= Enrico Coveri =

Italian fashion designer and entrepreneur

Enrico Coveri (/it/; 26 February 1952 – 8 December 1990) was an Italian fashion designer and entrepreneur from Prato.

== Career ==
A former model and stage designer, he founded the eponymous fashion house in Florence and was acclaimed for his creations ever since his first appearance on the catwalks of Milan and Paris in 1977.

His designs are characterized by bright colors, the use of chromaticism, imaginative prints, and distinctive stylistic choices.

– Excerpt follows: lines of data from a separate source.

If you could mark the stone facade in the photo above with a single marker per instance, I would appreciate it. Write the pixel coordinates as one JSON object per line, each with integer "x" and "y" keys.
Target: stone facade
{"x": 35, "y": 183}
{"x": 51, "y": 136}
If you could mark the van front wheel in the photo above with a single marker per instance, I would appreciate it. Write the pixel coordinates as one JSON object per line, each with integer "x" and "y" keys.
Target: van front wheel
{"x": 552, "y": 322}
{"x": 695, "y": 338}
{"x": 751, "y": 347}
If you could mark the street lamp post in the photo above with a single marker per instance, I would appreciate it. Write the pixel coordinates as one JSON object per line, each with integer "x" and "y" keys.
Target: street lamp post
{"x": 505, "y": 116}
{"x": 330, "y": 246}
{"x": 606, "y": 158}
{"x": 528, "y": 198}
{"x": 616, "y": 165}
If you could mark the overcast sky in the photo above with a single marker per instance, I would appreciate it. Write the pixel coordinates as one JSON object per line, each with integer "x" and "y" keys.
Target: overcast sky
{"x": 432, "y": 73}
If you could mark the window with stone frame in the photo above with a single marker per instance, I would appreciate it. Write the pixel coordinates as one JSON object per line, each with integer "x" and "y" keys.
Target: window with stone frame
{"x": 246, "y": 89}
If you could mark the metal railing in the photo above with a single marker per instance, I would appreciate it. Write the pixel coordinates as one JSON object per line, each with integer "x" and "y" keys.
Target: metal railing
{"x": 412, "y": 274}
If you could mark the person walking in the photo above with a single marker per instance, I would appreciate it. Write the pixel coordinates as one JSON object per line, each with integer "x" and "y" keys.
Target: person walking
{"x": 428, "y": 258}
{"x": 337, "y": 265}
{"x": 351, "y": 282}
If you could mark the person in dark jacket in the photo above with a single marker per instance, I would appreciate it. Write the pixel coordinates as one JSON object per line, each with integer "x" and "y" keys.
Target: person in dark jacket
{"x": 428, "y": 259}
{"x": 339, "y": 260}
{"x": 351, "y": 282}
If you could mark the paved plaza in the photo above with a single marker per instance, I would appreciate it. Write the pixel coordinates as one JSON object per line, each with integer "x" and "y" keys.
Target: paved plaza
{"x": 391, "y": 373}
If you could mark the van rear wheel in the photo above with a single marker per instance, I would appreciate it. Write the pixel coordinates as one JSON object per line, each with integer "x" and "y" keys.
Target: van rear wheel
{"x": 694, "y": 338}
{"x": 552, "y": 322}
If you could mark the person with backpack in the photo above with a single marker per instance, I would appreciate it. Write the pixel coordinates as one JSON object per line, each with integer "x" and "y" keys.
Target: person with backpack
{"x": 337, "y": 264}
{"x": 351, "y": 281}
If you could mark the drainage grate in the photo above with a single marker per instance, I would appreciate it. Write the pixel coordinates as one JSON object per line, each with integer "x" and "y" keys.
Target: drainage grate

The designer presented his first collection, Touche by Enrico Coveri, in Milan in 1973. His creative talent made him famous in the world of fashion and a representative of the taste "Made in Italy". His first collection for women was presented in Paris in 1977 and brought him instant success and praise of fashion press and opinion-makers. The menswear collection followed soon after. Sequins became his signature mark; Le Figaro wrote: "Sequins are to Coveri what chains are to Chanel."

One of the most important awards the creator received was the Grande Médaille de Vermeil in Paris in 1987. Enrico Coveri also received the title of Commendatore della Repubblica, which made him the only person under 35 to receive this accolade.

Enrico Coveri died of a stroke in 1990.